I can use a variety of different characters. I can set my Leader here to be greater than signs. Now you can see that I have those characters that now go between my text and to where the Tab goes until. But you'll also notice that there is a different type of Tab here called the Decimal-justified Tab. Let's understand exactly what that is, because especially when working with prices or numbers, it can be very valuable. I am actually going to set my Leader set to nothing at all. I am just going to hit Delete and hit the Tab key to accept that value. And here in this case I have a Right- Align Tab and it's set to 19.99 here, 29.99, but all the prices end in 99 cents.

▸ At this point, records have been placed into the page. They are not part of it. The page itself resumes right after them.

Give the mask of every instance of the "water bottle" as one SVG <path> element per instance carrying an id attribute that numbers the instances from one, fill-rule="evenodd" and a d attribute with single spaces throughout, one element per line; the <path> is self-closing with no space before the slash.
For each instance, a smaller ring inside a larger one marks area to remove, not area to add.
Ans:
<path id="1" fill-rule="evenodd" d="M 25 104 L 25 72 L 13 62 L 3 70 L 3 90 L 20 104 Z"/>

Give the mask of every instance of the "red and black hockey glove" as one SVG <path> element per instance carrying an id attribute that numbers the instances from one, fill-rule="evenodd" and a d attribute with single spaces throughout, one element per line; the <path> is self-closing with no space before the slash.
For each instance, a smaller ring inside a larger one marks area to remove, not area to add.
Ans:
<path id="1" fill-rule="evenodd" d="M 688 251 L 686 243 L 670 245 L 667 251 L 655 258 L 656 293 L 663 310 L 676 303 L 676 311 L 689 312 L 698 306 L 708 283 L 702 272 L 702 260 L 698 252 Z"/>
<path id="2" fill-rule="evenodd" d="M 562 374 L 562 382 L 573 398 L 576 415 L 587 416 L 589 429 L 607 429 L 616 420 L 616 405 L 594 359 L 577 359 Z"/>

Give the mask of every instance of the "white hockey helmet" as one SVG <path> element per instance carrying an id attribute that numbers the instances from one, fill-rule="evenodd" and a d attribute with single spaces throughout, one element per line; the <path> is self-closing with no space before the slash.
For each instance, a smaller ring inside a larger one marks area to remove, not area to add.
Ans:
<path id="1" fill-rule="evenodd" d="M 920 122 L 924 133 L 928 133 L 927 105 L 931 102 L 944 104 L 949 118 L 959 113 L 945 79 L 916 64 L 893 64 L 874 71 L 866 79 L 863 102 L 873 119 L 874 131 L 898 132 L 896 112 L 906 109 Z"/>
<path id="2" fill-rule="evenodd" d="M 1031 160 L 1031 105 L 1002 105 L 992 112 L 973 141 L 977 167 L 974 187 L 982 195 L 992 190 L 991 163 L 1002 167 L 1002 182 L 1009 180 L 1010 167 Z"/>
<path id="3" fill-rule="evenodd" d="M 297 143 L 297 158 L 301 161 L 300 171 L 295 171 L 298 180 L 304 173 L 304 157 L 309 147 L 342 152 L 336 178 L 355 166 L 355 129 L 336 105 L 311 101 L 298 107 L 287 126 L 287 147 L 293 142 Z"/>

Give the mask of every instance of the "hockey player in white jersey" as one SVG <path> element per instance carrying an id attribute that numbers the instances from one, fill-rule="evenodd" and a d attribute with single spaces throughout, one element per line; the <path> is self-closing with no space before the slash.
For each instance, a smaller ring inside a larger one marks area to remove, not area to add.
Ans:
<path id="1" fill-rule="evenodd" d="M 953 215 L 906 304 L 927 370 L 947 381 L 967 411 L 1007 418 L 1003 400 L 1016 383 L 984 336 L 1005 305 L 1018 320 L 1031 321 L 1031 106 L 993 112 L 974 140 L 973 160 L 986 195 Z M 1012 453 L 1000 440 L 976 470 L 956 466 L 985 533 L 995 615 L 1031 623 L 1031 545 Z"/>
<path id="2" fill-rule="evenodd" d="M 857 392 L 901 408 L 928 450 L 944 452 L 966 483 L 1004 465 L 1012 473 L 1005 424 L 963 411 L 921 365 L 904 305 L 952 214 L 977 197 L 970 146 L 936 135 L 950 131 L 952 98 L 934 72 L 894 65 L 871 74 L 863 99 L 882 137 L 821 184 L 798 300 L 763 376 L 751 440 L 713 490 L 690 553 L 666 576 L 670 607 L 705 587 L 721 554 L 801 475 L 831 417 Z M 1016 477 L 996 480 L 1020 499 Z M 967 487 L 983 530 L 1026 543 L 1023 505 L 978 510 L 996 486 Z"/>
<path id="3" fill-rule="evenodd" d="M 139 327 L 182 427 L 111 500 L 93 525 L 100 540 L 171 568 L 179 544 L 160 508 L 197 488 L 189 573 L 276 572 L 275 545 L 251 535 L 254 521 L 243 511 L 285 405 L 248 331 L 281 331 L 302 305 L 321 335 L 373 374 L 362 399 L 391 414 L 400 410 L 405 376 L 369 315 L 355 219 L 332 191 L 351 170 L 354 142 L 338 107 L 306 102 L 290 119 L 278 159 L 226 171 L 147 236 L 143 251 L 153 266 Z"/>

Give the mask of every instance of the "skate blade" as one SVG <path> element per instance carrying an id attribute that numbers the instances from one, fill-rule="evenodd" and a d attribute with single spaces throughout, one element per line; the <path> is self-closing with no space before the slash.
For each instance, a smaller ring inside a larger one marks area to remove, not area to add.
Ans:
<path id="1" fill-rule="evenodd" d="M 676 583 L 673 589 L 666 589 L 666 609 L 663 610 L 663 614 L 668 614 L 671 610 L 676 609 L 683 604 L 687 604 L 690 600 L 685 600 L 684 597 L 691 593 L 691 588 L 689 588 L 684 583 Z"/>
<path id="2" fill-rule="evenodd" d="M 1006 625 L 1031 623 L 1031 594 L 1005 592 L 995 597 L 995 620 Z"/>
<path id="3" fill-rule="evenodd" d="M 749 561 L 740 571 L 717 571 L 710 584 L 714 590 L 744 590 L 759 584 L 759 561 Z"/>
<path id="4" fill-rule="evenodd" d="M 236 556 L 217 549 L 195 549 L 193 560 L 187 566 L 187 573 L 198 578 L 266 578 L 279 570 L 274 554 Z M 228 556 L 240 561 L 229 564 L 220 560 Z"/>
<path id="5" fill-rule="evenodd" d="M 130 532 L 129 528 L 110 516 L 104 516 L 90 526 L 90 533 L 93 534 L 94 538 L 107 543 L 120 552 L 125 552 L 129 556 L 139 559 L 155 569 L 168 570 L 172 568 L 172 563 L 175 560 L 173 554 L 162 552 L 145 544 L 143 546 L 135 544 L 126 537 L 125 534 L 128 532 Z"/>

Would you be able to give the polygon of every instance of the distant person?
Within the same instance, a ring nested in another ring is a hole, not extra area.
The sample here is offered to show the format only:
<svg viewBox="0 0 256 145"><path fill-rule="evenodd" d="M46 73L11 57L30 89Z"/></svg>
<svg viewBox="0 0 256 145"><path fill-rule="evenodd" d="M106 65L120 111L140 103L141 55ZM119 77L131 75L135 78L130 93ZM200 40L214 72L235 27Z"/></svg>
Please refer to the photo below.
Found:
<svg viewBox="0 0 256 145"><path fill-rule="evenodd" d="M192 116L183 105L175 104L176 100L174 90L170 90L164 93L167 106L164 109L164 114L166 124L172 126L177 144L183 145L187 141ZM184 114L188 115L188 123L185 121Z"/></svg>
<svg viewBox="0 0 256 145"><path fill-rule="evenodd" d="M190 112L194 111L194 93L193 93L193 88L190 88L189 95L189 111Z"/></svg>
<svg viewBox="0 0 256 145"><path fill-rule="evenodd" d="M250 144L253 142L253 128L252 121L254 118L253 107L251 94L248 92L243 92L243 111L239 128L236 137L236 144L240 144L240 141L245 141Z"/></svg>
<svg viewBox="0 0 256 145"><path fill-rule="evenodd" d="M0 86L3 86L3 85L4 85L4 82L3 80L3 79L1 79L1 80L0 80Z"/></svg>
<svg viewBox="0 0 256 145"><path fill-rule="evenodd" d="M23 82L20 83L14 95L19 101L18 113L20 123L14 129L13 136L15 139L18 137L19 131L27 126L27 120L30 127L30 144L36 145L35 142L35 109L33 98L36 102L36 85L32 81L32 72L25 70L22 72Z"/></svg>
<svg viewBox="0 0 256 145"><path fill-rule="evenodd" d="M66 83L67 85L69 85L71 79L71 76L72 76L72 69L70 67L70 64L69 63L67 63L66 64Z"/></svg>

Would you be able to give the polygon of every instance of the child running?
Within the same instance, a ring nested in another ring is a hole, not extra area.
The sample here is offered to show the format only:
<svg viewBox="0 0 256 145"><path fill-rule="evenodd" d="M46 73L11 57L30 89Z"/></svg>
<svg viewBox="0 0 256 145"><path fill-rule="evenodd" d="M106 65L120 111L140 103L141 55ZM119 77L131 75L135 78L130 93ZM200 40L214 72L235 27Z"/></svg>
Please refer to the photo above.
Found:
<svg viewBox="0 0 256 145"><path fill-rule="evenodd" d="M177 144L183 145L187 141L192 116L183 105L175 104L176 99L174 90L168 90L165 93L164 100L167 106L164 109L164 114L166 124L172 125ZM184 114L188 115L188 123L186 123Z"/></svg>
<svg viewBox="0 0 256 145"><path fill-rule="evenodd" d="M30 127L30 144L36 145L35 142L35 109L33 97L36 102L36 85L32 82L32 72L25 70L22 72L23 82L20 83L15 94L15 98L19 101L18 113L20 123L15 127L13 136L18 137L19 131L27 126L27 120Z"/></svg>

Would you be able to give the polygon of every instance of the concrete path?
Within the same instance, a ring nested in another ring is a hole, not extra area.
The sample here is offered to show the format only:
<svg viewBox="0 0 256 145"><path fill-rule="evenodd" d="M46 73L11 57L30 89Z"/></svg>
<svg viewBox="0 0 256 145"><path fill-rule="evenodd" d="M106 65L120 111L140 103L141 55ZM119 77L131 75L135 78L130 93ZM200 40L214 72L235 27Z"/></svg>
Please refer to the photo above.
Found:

Well, let's say all these prices are not exactly the same, but yet I want them to all look as if they're aligned. So what I can do is I can have Illustrator automatically align these by their decimals and not by numbers that appear either before or after that decimal. So let me explain. With this Tab currently selected right now--see, it's highlighted in black?-- I am now going to switch the kind of Tab that is to a Decimal-justified Tab, and you could see that right now Illustrator has this Tab and the decimals are aligned to that. Now, you can see over here where it says Align On.
Align right now is set to Decimal. That's the default value. In a minute we'll actually see that we can actually change this to anything we want. But for now, let's come back here to the text for a minute and I am going to add maybe 129 over here. And maybe instead of 99 here, I'll make this one 919. Do you see now how this is not aligned to the right? Everything is aligned by the decimals here in the middle. So when I am looking at all these numbers, they are all aligned by the decimals, and Illustrator either puts numbers on the left and the right and pushes them in either direction according to that one line.
So you can almost say that this text is kind of being centered on this decimal point. Now, it's important to realize that I don't need to use decimals. So, for example, I am creating some kind of text where I have maybe 129 and then I have a semicolon, or I have a colon. I could change the Align On to be set to a colon or a semicolon, and then Illustrator will simply push text to the left and to the right of that semicolon or that colon. And I could really do that for almost any kind of character. So, for example, maybe you have a list of a whole bunch of email addresses.
Now, obviously what appears before the at symbol could be any arrangement of characters, and the same thing applies to whatever can appear after the at symbol. But maybe you want all those to look uniform, so you want them all to be aligned by the at symbol. So you can use a Decimal Tab, but set the Align On value to be the at symbol. And again, you might think outside the box and use this for many, many different tasks inside of Illustrator. The most important thing to realize though is that when it comes to aligning text perfectly inside of Illustrator, the first place you should always look is at Tabs.